Saturday, March 7, 2009

Say what?

I've been itching to update, but since I have to pay for the internet right now I've been avoiding anything of substance (news, blogs, everything that I actually have to read). I have a half-hour to kill because I wasn't paying attention and went over from the first pay-point by two minutes. Lucky for you!

This week I was feeling a bit off because the cultural differences have started to hit me. That, coupled with my current inability to easily contact home, has been frustrating. Before I left I acknowledged that there would be some culture shock, but honestly, going to another country where there are a bunch of English speakers doesn't really conjure up images traditionally aligned with culture shock.

It's a completely different world. To start (and it's only the start) the language is technically English, but it's not. At all. Everything is slang. For instance, the Melbourne Cricket Ground is called the MCG. Alright, that's fair enough. The thing is, no one calls it the MCG. It's the G. Shortening the shortened version! They even say that on the news, where you'd think formal names would most come into play. It's strange as.

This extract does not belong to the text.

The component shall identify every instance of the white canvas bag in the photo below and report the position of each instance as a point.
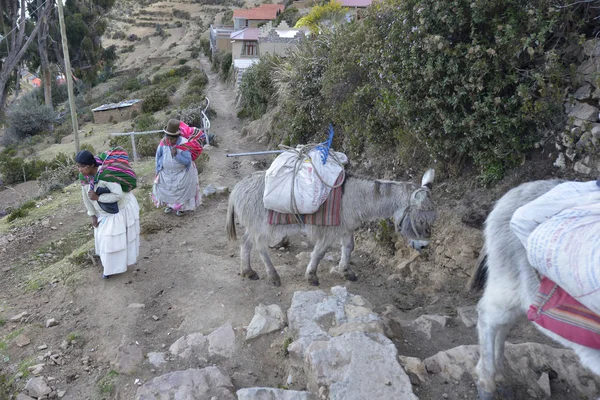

You read that right, strange as. There is nothing missing at the end of the sentence. It's hot as, or random as, or tired as. Sentence are cut in half!

I reckon there are heaps of little sayings that I could write. I may not be too keen on the phrasing as of yet, but give me a few weeks. Soon enough, you won't be able to understand me!


Erin said...

Oh that cracks me up! I know EXACTLY how you feel. When I moved here I thought it would be so easy since it was an English speaking country. But no way. These people might as well be speaking Japanese. I'm used to it now, but at least a couple of time a week I hear something I haven't heard before, a new slang word or phrase. Lazy Aussies. I kinda like it though. :-)

nicoleantoinette said...

Isn't it funny how two places can speak the same language, but still have totally different speech patterns? I went through this same exact thing moving from the states to England.

Anonymous said...

It IS a different language here. I feel guilty a LOT because I have to ask people to repeat themselves often and they get really annoyed. "What you can't understand English?" I just smile - "No, I just can't understand YOU." haha!

Caz said...

haha! After about 3 months of living in NZ (a few years ago) I sent an email home saying "heaps", "reckon" and a bunch of other slang without even thinking about it. My family laughed at me pretty badly.

Also, I so know how you feel re: the culture shock. I was a lot more prepared for it this time around, but since I consider Melbourne home, I find it hard that everyone considers me a visitor because of my accent!